By Nick Jenkins
The basis of change management is to have a clear process which everyone understands. It need not be bureaucratic or cumbersome but it should be applied universally and without fear of favour.
The basic elements of a change process are:
- What is under change control and what is excluded ?
- How are changes requested ?
- Who has the authority to approve or reject changes ?
- How are decisions upon approval or rejection are documented and disseminated ?
- How changes are implemented and their implementation recorded ?
The process should be widely understood and accepted and should be effective without being bureaucratic or prescriptive. It is important for the project team to be seen to be responsive to client needs and nothing can hurt this more than an overly-officious change control process. Change is inevitable in a project and while you need to control it you do not want to stifle it.
A typical process might be as minimal as the following:
- Once a project document has been signed-off by stakeholders, a change to it requires a mandatory change request to be logged via email. The request will include the nature of the change, the reason for the change and an assessment of the urgency of the change.
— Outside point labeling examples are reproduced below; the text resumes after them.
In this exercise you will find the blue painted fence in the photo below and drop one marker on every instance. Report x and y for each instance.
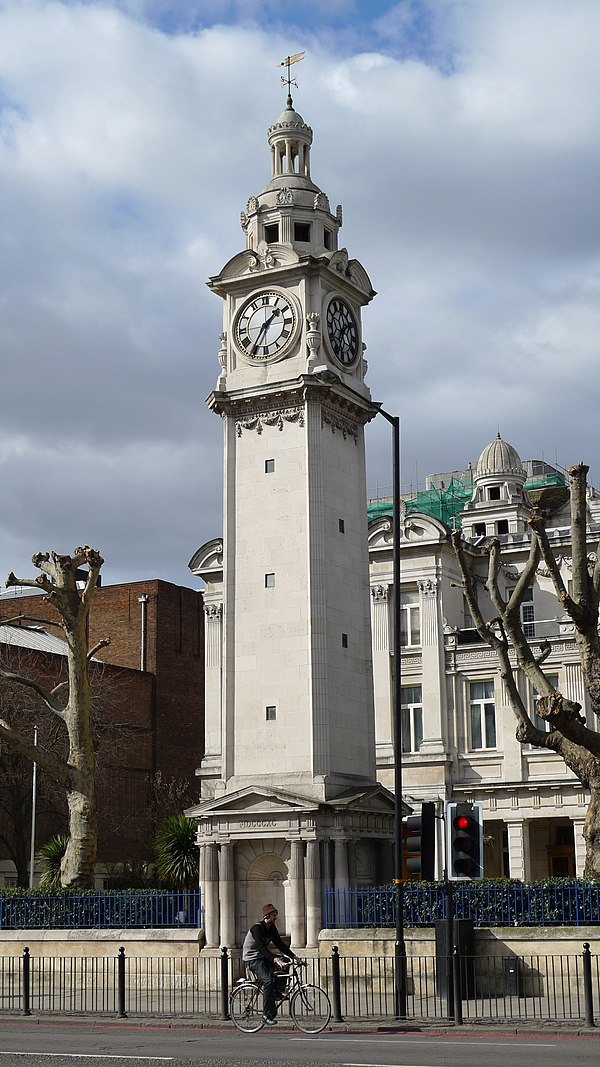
(487, 904)
(112, 909)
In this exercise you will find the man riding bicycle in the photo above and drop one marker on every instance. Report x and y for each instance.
(263, 962)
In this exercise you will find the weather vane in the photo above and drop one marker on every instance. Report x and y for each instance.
(288, 80)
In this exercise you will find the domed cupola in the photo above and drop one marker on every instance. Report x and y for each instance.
(499, 505)
(500, 458)
(290, 211)
(290, 140)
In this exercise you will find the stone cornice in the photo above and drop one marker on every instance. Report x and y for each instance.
(342, 408)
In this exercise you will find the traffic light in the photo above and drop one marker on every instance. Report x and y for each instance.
(464, 830)
(421, 843)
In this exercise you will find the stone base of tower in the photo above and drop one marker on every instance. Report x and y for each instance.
(261, 845)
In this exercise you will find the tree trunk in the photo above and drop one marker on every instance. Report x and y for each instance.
(591, 831)
(78, 862)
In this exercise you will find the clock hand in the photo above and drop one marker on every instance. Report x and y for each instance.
(264, 328)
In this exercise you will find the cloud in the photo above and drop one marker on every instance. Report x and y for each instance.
(462, 140)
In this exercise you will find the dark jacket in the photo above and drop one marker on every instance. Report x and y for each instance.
(255, 944)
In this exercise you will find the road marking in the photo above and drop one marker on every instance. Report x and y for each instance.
(91, 1055)
(430, 1040)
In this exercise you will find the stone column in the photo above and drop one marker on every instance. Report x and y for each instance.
(519, 849)
(211, 762)
(341, 876)
(226, 896)
(381, 675)
(313, 893)
(297, 925)
(211, 896)
(580, 846)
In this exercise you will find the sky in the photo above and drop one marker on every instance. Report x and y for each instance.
(461, 138)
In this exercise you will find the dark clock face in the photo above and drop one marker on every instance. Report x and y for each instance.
(265, 325)
(343, 331)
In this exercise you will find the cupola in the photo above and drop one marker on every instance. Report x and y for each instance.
(290, 211)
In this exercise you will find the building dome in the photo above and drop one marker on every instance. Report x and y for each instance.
(500, 458)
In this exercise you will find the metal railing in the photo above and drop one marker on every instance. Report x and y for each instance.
(105, 909)
(535, 987)
(485, 904)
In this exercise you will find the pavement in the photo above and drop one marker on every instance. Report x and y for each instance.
(570, 1028)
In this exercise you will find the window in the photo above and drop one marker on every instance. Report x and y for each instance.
(411, 717)
(302, 232)
(537, 720)
(527, 614)
(482, 715)
(410, 619)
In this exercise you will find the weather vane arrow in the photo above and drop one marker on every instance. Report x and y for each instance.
(288, 80)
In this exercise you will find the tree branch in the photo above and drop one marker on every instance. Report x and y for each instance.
(99, 645)
(59, 770)
(31, 684)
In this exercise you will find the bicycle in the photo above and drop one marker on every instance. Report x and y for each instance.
(309, 1004)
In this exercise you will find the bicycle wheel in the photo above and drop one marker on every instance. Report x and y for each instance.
(246, 1007)
(310, 1008)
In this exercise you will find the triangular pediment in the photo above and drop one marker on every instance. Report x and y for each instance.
(252, 800)
(376, 800)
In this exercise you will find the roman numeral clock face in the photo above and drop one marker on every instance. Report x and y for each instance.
(266, 325)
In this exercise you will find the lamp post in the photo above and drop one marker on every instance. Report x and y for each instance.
(400, 951)
(33, 806)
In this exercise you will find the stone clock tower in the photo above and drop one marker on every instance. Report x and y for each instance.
(288, 786)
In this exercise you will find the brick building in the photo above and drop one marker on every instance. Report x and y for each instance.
(148, 697)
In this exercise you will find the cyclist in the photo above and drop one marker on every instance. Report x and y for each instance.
(262, 961)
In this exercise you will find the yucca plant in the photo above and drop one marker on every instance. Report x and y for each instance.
(49, 858)
(176, 854)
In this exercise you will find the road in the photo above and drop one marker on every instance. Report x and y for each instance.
(82, 1044)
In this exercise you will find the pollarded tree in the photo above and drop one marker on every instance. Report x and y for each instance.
(68, 702)
(568, 734)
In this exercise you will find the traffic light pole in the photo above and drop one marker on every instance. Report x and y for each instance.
(399, 951)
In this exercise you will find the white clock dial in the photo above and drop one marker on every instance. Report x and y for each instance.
(265, 325)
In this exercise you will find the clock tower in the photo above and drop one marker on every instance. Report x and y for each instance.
(289, 755)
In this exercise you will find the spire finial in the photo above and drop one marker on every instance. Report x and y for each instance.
(288, 80)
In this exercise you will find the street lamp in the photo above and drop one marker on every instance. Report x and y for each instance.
(400, 951)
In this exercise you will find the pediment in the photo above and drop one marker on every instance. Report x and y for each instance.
(207, 561)
(416, 528)
(252, 800)
(351, 270)
(376, 800)
(249, 261)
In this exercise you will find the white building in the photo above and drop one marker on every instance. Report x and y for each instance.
(289, 795)
(458, 729)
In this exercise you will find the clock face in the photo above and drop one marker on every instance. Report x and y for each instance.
(342, 331)
(265, 325)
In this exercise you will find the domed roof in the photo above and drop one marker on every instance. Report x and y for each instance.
(500, 458)
(290, 120)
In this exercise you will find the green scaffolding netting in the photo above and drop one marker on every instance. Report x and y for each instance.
(443, 504)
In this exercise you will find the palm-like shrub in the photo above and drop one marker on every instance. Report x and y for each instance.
(176, 854)
(49, 858)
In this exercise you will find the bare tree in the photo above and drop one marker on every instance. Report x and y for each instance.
(69, 703)
(568, 733)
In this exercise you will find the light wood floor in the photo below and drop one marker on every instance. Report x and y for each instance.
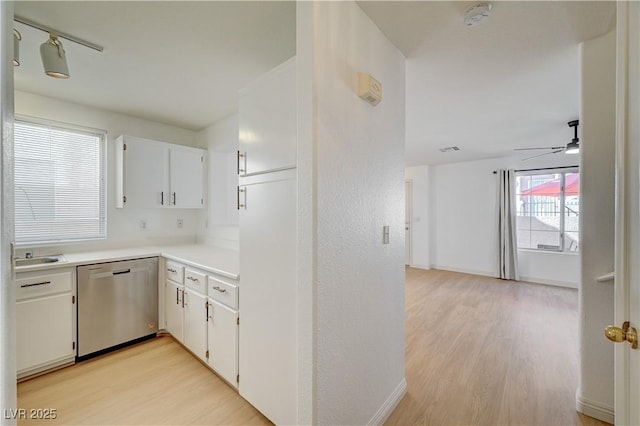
(153, 383)
(482, 351)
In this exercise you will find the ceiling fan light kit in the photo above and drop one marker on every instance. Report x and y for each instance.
(572, 147)
(477, 14)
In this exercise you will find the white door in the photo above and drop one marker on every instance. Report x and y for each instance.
(145, 173)
(8, 395)
(627, 278)
(408, 243)
(195, 323)
(187, 178)
(173, 315)
(267, 343)
(223, 340)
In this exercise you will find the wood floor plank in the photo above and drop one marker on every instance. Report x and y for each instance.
(482, 351)
(153, 383)
(479, 351)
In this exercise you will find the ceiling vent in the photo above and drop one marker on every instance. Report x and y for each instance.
(477, 14)
(449, 149)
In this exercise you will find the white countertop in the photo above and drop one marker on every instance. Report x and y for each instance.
(220, 261)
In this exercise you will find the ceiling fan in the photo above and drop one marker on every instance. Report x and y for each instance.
(572, 147)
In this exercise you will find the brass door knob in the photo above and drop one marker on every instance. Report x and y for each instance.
(624, 334)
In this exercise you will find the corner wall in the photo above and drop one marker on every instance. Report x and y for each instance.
(219, 222)
(360, 345)
(597, 225)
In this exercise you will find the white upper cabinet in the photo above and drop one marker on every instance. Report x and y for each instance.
(157, 174)
(187, 183)
(267, 120)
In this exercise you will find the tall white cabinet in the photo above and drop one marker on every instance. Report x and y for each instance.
(267, 214)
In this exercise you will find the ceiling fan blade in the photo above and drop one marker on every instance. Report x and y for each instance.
(530, 149)
(546, 153)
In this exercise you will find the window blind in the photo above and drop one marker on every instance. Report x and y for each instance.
(59, 183)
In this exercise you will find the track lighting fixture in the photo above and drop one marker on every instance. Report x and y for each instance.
(54, 58)
(17, 37)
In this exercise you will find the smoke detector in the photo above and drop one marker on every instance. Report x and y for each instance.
(477, 14)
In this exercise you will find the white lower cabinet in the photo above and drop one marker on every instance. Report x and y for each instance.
(173, 311)
(222, 328)
(45, 320)
(207, 326)
(195, 323)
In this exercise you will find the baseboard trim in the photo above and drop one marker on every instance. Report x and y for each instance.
(390, 404)
(425, 267)
(464, 271)
(594, 409)
(564, 284)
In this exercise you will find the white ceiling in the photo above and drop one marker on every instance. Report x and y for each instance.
(510, 82)
(179, 63)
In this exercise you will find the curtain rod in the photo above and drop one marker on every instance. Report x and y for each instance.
(60, 34)
(545, 168)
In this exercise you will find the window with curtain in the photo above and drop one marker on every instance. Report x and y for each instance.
(59, 182)
(548, 210)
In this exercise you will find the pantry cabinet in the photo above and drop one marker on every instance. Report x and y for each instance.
(267, 118)
(152, 174)
(45, 320)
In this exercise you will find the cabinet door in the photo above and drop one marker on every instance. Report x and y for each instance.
(195, 323)
(187, 178)
(173, 312)
(267, 333)
(146, 174)
(268, 121)
(44, 331)
(223, 340)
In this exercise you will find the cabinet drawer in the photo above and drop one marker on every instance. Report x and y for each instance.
(174, 272)
(195, 280)
(43, 285)
(223, 292)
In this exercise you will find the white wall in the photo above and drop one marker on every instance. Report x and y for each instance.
(359, 189)
(123, 225)
(463, 221)
(597, 224)
(219, 223)
(419, 177)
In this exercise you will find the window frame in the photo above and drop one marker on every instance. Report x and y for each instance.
(103, 138)
(562, 171)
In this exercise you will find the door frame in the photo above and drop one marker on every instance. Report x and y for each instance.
(408, 194)
(627, 197)
(8, 387)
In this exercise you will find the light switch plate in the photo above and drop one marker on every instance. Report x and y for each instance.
(385, 234)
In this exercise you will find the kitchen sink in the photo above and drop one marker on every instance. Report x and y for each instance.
(39, 260)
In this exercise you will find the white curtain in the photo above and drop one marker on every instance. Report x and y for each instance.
(507, 226)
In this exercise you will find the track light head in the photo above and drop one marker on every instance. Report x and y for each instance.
(54, 58)
(17, 37)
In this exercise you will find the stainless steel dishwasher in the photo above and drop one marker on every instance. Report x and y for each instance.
(117, 303)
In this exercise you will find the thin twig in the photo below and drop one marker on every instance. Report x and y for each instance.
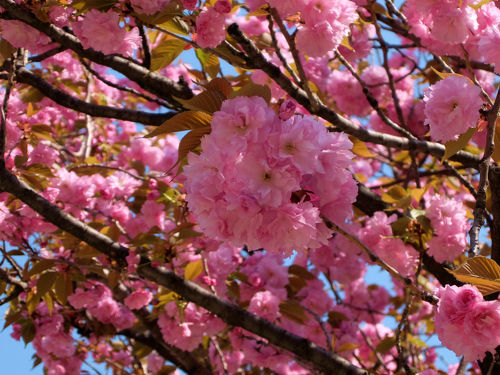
(387, 69)
(322, 326)
(461, 178)
(484, 166)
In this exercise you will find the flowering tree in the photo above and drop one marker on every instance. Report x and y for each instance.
(338, 136)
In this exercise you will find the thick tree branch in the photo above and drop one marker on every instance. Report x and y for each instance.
(182, 359)
(228, 312)
(23, 75)
(154, 82)
(256, 60)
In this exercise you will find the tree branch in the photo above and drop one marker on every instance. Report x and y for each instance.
(228, 312)
(256, 60)
(23, 75)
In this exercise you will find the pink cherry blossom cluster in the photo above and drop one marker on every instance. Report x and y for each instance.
(451, 107)
(102, 32)
(54, 344)
(98, 300)
(378, 237)
(450, 225)
(465, 323)
(265, 182)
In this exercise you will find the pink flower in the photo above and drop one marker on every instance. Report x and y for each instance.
(265, 304)
(138, 299)
(102, 32)
(451, 107)
(210, 28)
(326, 24)
(189, 4)
(223, 6)
(21, 35)
(148, 6)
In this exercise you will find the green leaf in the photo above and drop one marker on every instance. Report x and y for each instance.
(452, 147)
(6, 49)
(188, 120)
(193, 270)
(482, 272)
(208, 101)
(41, 266)
(166, 52)
(252, 89)
(209, 62)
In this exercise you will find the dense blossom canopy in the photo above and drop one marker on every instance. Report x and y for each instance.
(209, 187)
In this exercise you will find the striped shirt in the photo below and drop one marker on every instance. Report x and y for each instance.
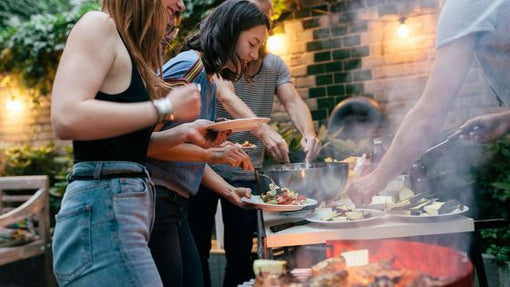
(258, 96)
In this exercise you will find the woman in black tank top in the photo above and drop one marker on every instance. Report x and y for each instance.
(105, 99)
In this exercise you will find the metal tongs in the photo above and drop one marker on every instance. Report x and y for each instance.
(446, 142)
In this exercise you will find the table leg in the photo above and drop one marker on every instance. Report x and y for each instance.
(261, 236)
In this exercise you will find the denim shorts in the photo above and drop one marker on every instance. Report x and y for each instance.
(102, 229)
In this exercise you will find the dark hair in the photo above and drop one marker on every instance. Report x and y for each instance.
(219, 33)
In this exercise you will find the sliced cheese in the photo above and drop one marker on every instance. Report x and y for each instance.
(433, 209)
(354, 215)
(404, 193)
(269, 266)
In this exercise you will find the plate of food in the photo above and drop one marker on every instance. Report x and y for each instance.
(247, 145)
(280, 199)
(433, 210)
(238, 125)
(424, 206)
(344, 216)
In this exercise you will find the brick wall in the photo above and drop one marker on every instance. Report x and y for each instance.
(350, 48)
(336, 49)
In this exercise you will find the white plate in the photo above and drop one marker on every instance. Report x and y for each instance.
(259, 204)
(426, 216)
(378, 202)
(239, 125)
(315, 217)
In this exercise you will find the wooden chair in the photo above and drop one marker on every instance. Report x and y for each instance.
(35, 207)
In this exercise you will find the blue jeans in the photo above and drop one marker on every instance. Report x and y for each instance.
(103, 226)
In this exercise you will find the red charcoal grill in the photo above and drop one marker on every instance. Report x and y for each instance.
(431, 259)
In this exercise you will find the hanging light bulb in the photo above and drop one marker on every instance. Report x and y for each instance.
(403, 30)
(276, 44)
(14, 105)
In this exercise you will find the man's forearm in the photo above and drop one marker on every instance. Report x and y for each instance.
(215, 182)
(183, 152)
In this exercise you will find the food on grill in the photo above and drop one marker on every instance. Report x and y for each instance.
(334, 272)
(269, 266)
(247, 144)
(328, 266)
(423, 204)
(344, 213)
(282, 195)
(266, 279)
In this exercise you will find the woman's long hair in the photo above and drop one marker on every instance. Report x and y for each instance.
(142, 25)
(219, 33)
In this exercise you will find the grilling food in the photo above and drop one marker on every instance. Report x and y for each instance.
(334, 272)
(247, 144)
(269, 266)
(423, 204)
(344, 213)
- A “change control board” consisting of the development manager, test lead and a product manager will assess the issue and approve or reject each request for change. Should more information be required a member of the change control board will be assigned to research the request and report back.
- No change request should be outstanding for more than a week.
- Important or urgent requests should be escalated through the nearest member of the change control board.
- Each change which is accepted will be discussed at the weekly development meeting and a course of action decided by the group. Members of the development team will then be assigned to implement changes in their respective areas of responsibility.
If you have a flexible change request process team members can be encouraged to use it to seek additional information or clarification where they feel it would be useful to communicate issues to the whole project team.